1. Many Data Silos Are a Result of Poor Organizational Structure
While there are instances when a department will deliberately withhold data from other departments, these are rare. More commonly, data silos are a result of poor organizational structure. One department may simply be unaware that another department could have use for their data, for instance, and thus fail to share it. As the pharmaceutical industry relies increasingly on outside contractors, the risk for these types of data silos to develop is rising.

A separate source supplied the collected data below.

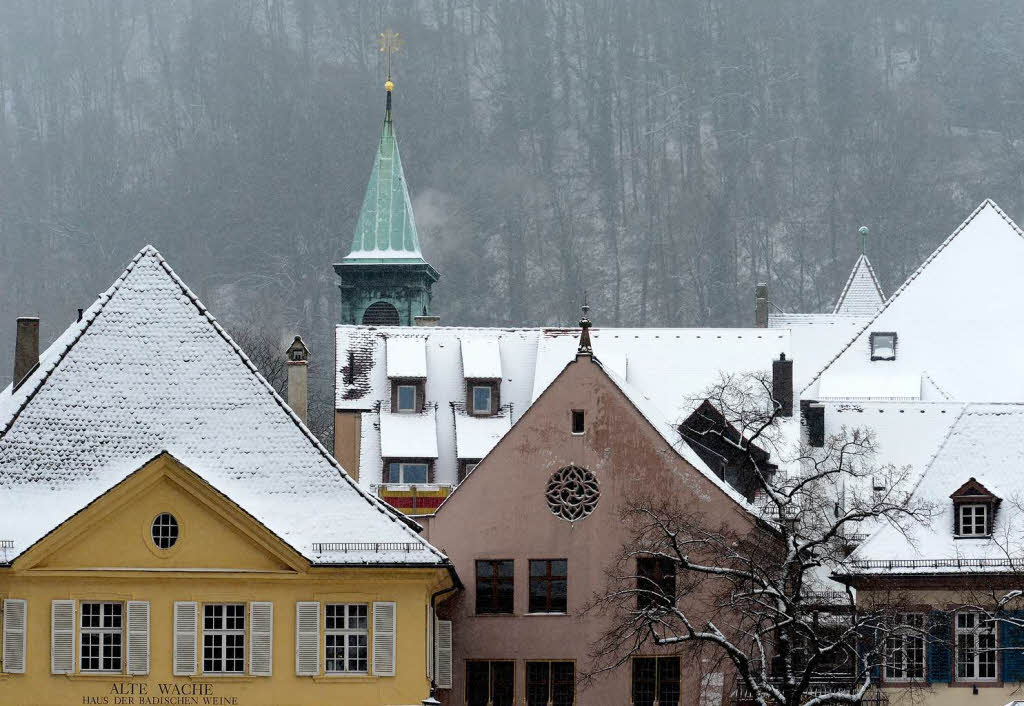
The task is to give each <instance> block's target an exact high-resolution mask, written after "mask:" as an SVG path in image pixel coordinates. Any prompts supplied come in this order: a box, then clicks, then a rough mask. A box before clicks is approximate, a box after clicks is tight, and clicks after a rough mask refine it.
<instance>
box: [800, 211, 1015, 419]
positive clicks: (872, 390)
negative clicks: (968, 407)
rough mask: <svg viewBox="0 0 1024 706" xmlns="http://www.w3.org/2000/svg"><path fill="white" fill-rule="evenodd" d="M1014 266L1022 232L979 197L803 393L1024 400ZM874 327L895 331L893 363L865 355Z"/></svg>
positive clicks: (849, 397) (811, 396)
mask: <svg viewBox="0 0 1024 706" xmlns="http://www.w3.org/2000/svg"><path fill="white" fill-rule="evenodd" d="M1022 267H1024V233H1022V232H1021V230H1020V229H1019V227H1018V226H1017V225H1016V224H1015V223H1014V222H1013V221H1012V220H1011V219H1010V218H1009V217H1008V216H1007V215H1006V214H1005V213H1004V212H1002V211H1001V210H1000V209H999V208H998V206H996V205H995V204H994V203H993V202H991V201H988V200H986V201H985V202H983V203H982V204H981V205H980V206H979V207H978V208H977V209H976V210H975V212H974V213H972V214H971V216H970V217H969V218H968V219H967V220H966V221H964V223H963V224H962V225H961V226H959V227H958V229H956V231H955V232H953V234H952V235H951V236H949V238H947V239H946V241H945V242H944V243H942V245H940V246H939V247H938V249H936V251H935V252H934V253H932V255H931V256H930V257H929V258H928V259H927V260H926V261H925V262H924V264H922V265H921V267H919V269H918V271H916V272H915V273H914V274H913V275H911V276H910V277H909V278H908V279H907V281H906V282H905V283H904V284H903V285H902V286H901V287H900V288H899V289H898V290H897V291H896V292H895V293H894V294H893V295H892V296H891V297H890V298H889V300H888V301H887V302H886V304H885V306H884V307H883V308H882V309H881V312H879V314H878V315H877V316H876V317H874V318H873V319H871V320H870V321H869V322H868V323H867V324H866V325H864V326H863V327H862V329H861V330H860V331H859V332H858V333H857V335H856V336H854V337H852V339H851V340H850V342H849V343H848V344H847V345H846V346H845V347H844V348H843V349H842V350H841V352H839V354H838V355H837V356H836V357H835V359H834V360H833V361H830V362H829V363H827V364H826V365H825V366H824V367H823V368H824V369H823V370H822V371H821V372H820V373H819V374H818V375H816V376H815V378H814V380H813V381H812V382H811V383H810V384H809V385H808V386H807V388H806V389H805V390H804V391H803V392H802V394H801V397H803V398H804V399H822V398H824V397H827V398H829V399H834V400H839V399H848V400H862V399H870V398H889V399H896V398H904V399H920V400H924V401H930V400H931V401H939V400H953V401H958V402H1015V401H1019V400H1024V357H1022V356H1020V355H1019V350H1020V348H1021V345H1022V343H1024V335H1022V333H1021V330H1020V327H1019V326H1016V325H1015V324H1014V322H1016V321H1017V320H1018V319H1019V318H1020V301H1021V299H1022V298H1024V279H1022V278H1021V277H1020V273H1021V269H1022ZM872 332H873V333H896V335H897V341H896V349H895V360H877V361H872V360H871V350H870V337H871V333H872ZM887 390H889V391H890V393H886V392H887Z"/></svg>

In other instances, departments may simply lack a way to share data throughout the organization. Different departments may use different software or different testing methodologies that are incompatible with other departments’ methodologies. The entire organization may also lack a way for the data that it produces to be stored in a single location, such as a cloud, that is accessible to all departments.

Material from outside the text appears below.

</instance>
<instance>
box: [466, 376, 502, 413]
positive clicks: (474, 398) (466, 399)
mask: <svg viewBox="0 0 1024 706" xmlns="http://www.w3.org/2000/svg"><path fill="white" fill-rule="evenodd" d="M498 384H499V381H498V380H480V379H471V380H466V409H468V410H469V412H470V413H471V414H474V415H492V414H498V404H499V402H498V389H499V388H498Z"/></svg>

2. Data Silos Waste Time and Resources When Developing New Drugs
Drug companies spend billions of dollars over many years developing new drugs with no guarantee that a new drug will ever actually get to market. As a result, companies can benefit from eliminating costly redundancies in the development process. In fact, drug companies often look to professionals with pharmacovigilance training to help them reduce the time it takes to get a drug from development to market approval.
Data silos are a big source of redundancies, which is why pharmacovigilance students should take them seriously. When data is not shared between different departments, there is a significant risk that departments will end up carrying out research and tests that have already been performed by other departments. This situation creates redundant data and drives up the cost and time of the entire research and development process.

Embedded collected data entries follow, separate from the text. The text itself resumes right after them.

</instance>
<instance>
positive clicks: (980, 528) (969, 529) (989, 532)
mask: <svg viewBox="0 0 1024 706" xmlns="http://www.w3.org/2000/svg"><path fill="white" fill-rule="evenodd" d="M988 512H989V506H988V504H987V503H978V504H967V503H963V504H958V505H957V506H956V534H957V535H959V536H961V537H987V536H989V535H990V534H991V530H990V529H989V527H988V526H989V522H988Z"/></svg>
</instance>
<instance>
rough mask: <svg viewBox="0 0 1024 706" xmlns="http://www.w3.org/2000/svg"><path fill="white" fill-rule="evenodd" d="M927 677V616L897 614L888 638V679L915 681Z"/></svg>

3. Pros with Pharmacovigilance Training Know Data Silos Can Create Drug Safety Issues
If you are studying a pharmacovigilance program, then drug safety is a top priority. Pharmacovigilance professionals need to ensure the safety of clinical study participants and analyze new drugs for possible adverse effects. Data silos, however, are a major impediment to improving drug safety.
If data is not shared between departments, it creates a barrier for designing safe clinical studies. For instance, one department may already have data indicating a possible adverse reaction caused by a new drug, but that data may not have been shared with other departments. As a result, a separate department that is designing a clinical trial will do so without full access to all the data on the drug being tested. That, in turn, has the potential to unnecessarily compromise the safety of test subjects. As a result, learning how to better share data between departments is an important consideration for anybody interested in a career in pharmacovigilance.